Bundesweites Stadionverbot gegen Fußballfans, wann kann es verhängt werden und wann nicht?

von Daniela Kühnlein

Für ein bundesweites Stadionverbot reicht nicht jedes auffällige Verhalten aus, das als Argument für eine Gefährlichkeit verwendet werden kann.

Das hat das Amtsgericht (AG) München mit Urteil vom 22.10.14 - 242 C 31003/13 - entschieden.

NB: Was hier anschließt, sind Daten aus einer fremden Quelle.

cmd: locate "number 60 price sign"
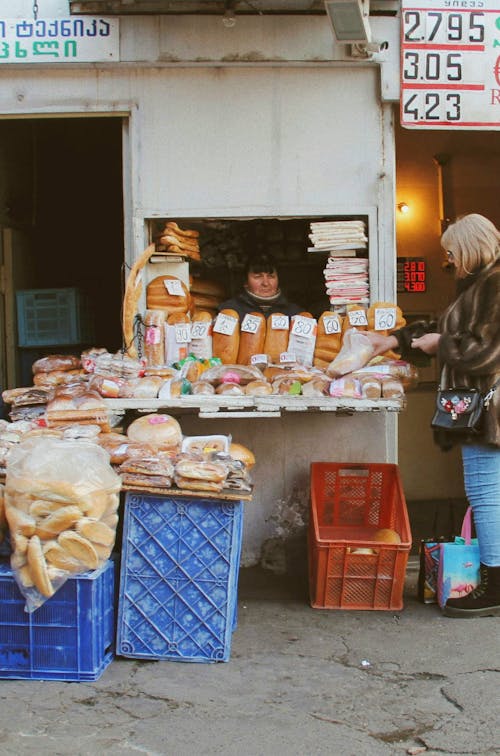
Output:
[401,0,500,130]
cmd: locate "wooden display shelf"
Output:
[122,485,252,501]
[105,394,404,418]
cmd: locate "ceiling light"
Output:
[325,0,371,45]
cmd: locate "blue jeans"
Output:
[462,444,500,567]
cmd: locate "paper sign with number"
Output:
[250,354,269,365]
[191,321,211,341]
[323,315,342,336]
[214,312,238,336]
[271,315,290,331]
[163,278,184,297]
[291,315,316,339]
[374,307,396,331]
[241,315,262,333]
[175,323,191,344]
[347,310,368,327]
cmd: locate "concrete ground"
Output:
[0,559,500,756]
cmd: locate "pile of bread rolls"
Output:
[5,435,121,610]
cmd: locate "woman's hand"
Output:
[363,331,398,357]
[411,333,441,354]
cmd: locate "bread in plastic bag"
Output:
[5,436,121,612]
[326,328,373,378]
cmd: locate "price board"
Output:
[397,257,427,294]
[401,0,500,130]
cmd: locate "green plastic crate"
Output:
[16,287,94,347]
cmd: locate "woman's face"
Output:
[246,270,278,297]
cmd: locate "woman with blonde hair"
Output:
[371,213,500,617]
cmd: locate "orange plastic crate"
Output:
[308,462,411,610]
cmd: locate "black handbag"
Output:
[431,368,500,450]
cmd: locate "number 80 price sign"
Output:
[401,0,500,129]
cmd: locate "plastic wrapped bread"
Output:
[5,436,121,611]
[144,310,165,366]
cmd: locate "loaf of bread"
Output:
[313,311,343,367]
[236,312,266,365]
[146,276,191,315]
[342,304,368,337]
[144,310,165,365]
[263,312,290,364]
[212,309,240,365]
[189,310,212,360]
[127,414,182,449]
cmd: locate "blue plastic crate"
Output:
[117,493,243,662]
[0,560,115,681]
[16,287,93,347]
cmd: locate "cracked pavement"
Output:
[0,570,500,756]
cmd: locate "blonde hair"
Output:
[441,213,500,278]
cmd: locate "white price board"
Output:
[401,0,500,130]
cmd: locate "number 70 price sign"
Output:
[401,0,500,130]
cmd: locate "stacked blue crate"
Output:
[0,560,115,681]
[117,492,243,662]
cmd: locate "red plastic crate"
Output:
[308,462,411,610]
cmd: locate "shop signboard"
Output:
[401,0,500,130]
[0,16,120,65]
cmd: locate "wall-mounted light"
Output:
[325,0,371,45]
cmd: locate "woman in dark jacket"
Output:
[371,213,500,617]
[219,253,301,320]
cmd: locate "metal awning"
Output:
[69,0,400,16]
[69,0,325,15]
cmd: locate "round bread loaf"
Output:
[146,276,191,314]
[229,443,255,469]
[127,414,182,449]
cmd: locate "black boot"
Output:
[443,564,500,617]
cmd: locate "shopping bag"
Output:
[437,507,480,608]
[417,536,454,604]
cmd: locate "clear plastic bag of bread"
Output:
[326,328,373,378]
[5,436,121,612]
[0,483,7,546]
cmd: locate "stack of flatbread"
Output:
[307,220,368,257]
[156,221,201,260]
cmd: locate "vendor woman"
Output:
[219,253,303,320]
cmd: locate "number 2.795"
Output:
[403,10,484,43]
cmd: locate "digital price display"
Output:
[401,0,500,129]
[397,257,427,294]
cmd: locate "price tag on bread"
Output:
[374,307,396,331]
[214,312,238,336]
[347,308,368,328]
[191,320,212,341]
[270,313,290,331]
[163,278,184,297]
[174,323,191,344]
[290,315,317,339]
[241,314,262,333]
[323,313,342,336]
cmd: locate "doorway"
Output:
[0,117,124,396]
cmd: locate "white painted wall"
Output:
[0,0,396,565]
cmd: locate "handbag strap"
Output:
[483,378,500,407]
[439,362,500,408]
[460,505,472,546]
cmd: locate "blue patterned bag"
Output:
[437,507,480,608]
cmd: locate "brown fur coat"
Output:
[438,258,500,446]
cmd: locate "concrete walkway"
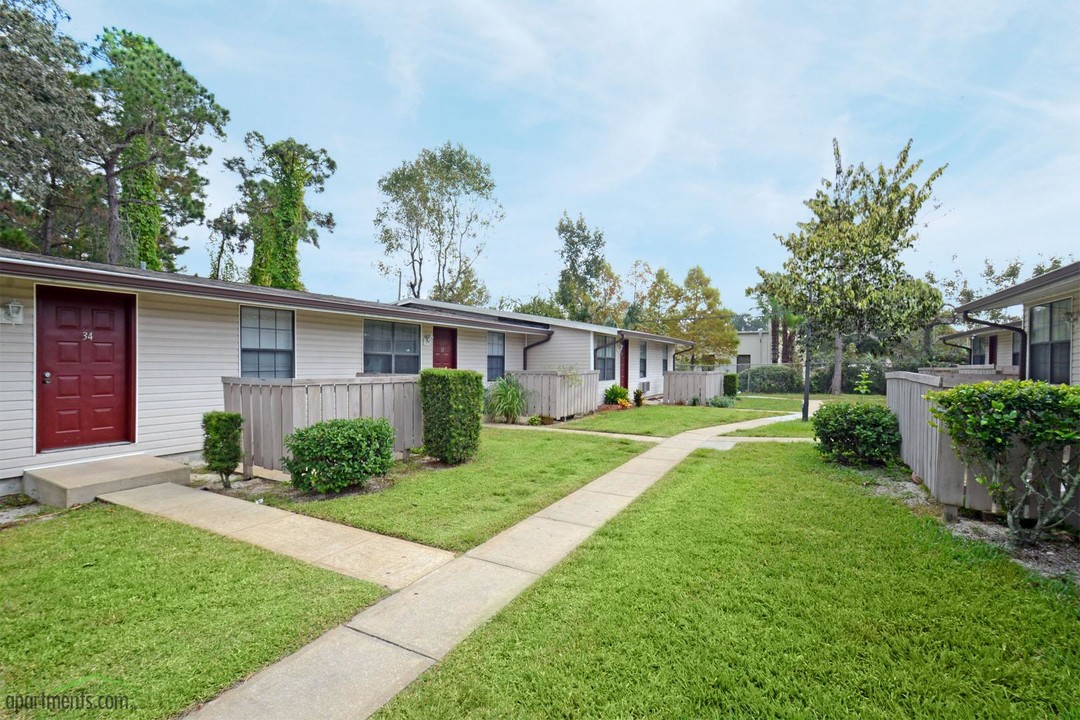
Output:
[188,408,816,720]
[99,483,454,590]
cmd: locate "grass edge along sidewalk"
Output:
[0,503,383,719]
[377,443,1080,720]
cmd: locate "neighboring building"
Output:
[735,329,772,370]
[0,250,544,479]
[399,299,693,402]
[956,262,1080,385]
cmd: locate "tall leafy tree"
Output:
[91,28,229,264]
[0,0,97,254]
[375,142,504,304]
[554,212,610,323]
[750,140,945,393]
[672,266,739,364]
[211,131,337,290]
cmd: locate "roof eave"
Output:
[0,256,550,335]
[955,262,1080,314]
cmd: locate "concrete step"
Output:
[23,456,191,507]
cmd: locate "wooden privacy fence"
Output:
[221,375,423,477]
[664,370,727,405]
[510,370,600,420]
[885,372,1080,528]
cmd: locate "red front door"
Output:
[36,287,135,451]
[431,327,458,370]
[619,340,630,390]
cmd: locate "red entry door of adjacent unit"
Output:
[431,327,458,370]
[36,287,135,451]
[619,340,630,390]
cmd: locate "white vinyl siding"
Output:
[296,310,364,379]
[0,277,384,478]
[0,277,240,478]
[434,327,527,382]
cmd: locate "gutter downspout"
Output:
[962,310,1027,380]
[522,330,555,370]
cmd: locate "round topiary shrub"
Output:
[203,410,244,489]
[604,385,630,405]
[420,368,484,465]
[283,418,394,492]
[811,403,901,465]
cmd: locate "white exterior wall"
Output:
[630,340,671,397]
[296,310,364,379]
[458,328,525,382]
[528,325,593,370]
[0,277,240,478]
[0,276,412,479]
[732,330,772,365]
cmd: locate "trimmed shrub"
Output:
[203,411,244,489]
[283,418,394,492]
[928,380,1080,543]
[604,385,630,405]
[811,403,900,465]
[739,365,802,394]
[484,375,529,425]
[420,368,484,465]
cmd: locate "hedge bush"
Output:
[604,385,630,405]
[812,403,900,465]
[739,365,802,394]
[283,418,394,492]
[928,380,1080,543]
[203,411,244,489]
[420,368,484,465]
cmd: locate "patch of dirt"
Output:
[863,472,1080,585]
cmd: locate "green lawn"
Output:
[267,427,649,551]
[378,444,1080,720]
[728,420,813,437]
[559,405,777,437]
[735,395,802,412]
[0,504,382,718]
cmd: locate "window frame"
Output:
[363,318,422,375]
[237,304,296,380]
[487,330,507,382]
[1027,298,1072,384]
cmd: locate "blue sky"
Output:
[64,0,1080,311]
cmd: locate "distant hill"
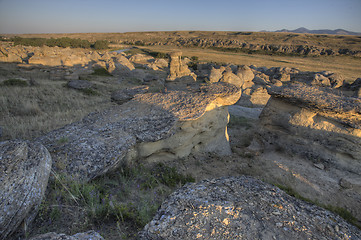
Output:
[275,27,361,36]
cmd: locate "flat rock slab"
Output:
[37,83,241,181]
[268,84,361,129]
[30,231,104,240]
[0,140,52,240]
[140,176,361,240]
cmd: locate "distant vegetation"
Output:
[1,37,109,50]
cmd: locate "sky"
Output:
[0,0,361,34]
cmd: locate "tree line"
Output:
[1,37,109,50]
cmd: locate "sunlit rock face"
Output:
[258,84,361,220]
[140,176,361,240]
[260,84,361,173]
[0,140,52,240]
[37,83,241,181]
[167,51,196,81]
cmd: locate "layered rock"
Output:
[0,140,52,239]
[30,231,104,240]
[259,84,361,219]
[167,52,196,81]
[37,83,241,181]
[261,84,361,173]
[140,176,361,240]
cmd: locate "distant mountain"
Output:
[275,27,361,36]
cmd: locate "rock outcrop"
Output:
[37,83,241,181]
[0,140,52,239]
[30,231,104,240]
[140,176,361,240]
[110,85,149,104]
[167,52,196,81]
[259,84,361,219]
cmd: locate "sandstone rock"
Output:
[236,65,254,89]
[154,58,168,68]
[220,68,243,88]
[261,84,361,173]
[228,105,262,119]
[237,85,270,108]
[350,78,361,91]
[0,140,52,239]
[110,86,149,104]
[30,231,104,240]
[167,52,196,81]
[129,54,153,62]
[310,73,331,87]
[209,67,223,83]
[327,73,345,88]
[139,176,361,240]
[68,80,93,90]
[37,83,241,181]
[272,79,283,87]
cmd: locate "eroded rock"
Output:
[140,176,361,240]
[0,140,52,239]
[37,83,241,181]
[30,231,104,240]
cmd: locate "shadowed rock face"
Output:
[30,231,104,240]
[37,83,241,181]
[167,52,195,81]
[140,176,361,240]
[258,84,361,220]
[0,140,52,239]
[260,84,361,173]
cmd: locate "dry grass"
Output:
[139,46,361,81]
[0,73,121,140]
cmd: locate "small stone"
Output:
[339,178,352,189]
[272,211,281,216]
[313,163,325,170]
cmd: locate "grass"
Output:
[0,76,118,140]
[30,164,194,239]
[139,46,361,81]
[1,78,29,87]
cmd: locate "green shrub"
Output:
[2,78,29,87]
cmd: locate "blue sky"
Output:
[0,0,361,33]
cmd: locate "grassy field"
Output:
[138,46,361,81]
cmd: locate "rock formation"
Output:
[0,140,52,239]
[259,84,361,219]
[30,231,104,240]
[110,85,149,104]
[140,176,361,240]
[37,83,241,181]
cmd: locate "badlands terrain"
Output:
[0,32,361,240]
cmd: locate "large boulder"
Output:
[37,83,241,181]
[236,65,254,87]
[30,231,104,240]
[220,68,243,88]
[110,86,149,104]
[258,84,361,220]
[0,140,52,239]
[139,176,361,240]
[167,51,196,81]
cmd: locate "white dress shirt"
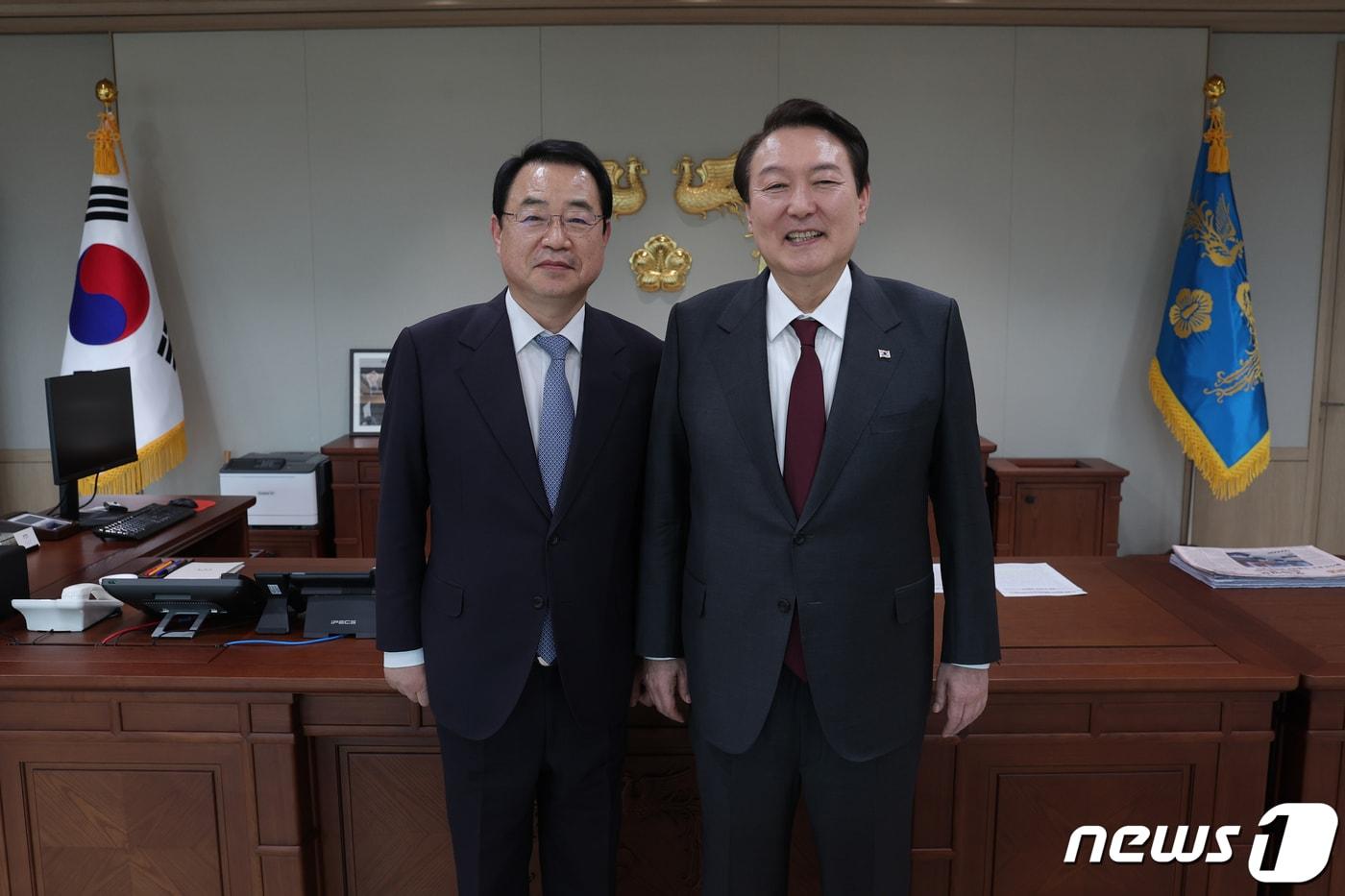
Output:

In dem der Entscheidung zugrunde liegenden Fall hatte sich der 30-jährige Kläger, der Fußballfan des 1. FC Nürnberg ist und sich am 13.04.2013 das Spiel der 1. Bundesliga zwischen dem FC Bayern und dem 1. FC Nürnberg in der Allianz-Arena in München anschauen wollte, in einer Gruppe von circa 400 Anhängern des 1. FC Nürnberg in der Nähe der U-Bahn-Haltestelle Garching-Forschungszentrum befunden, als aus dieser Gruppe, von einem kleinen Teil Fans, Äste und andere Gegenstände als Schlagwerkzeuge gegen die Polizeibeamten eingesetzt und gezielt Steine und Flaschen gegen die Polizeibeamten geworfen wurden.
Nachdem deswegen gegen den Kläger ein Ermittlungsverfahren - das noch nicht abgeschlossen ist - wegen des Verdachts der Begehung eines Landfriedensbruchs eingeleitet worden war und hierüber der Münchner Fußballverein von der Polizei informiert worden war,

  • hatte der Münchner Fußballverein am 17.07.2013 gegen den Kläger ein bundesweit wirksames Stadionverbot bis 30.06.2016 verhängt

und die Verhängung darauf gestützt,

  • dass nach § 4 Absatz 3 Nummer 7 der Richtlinien des Deutschen Fußball Bundes ein überörtliches Stadionverbot ausgesprochen werden soll, wenn ein Ermittlungsverfahren wegen Landfriedensbruchs eingeleitet wurde.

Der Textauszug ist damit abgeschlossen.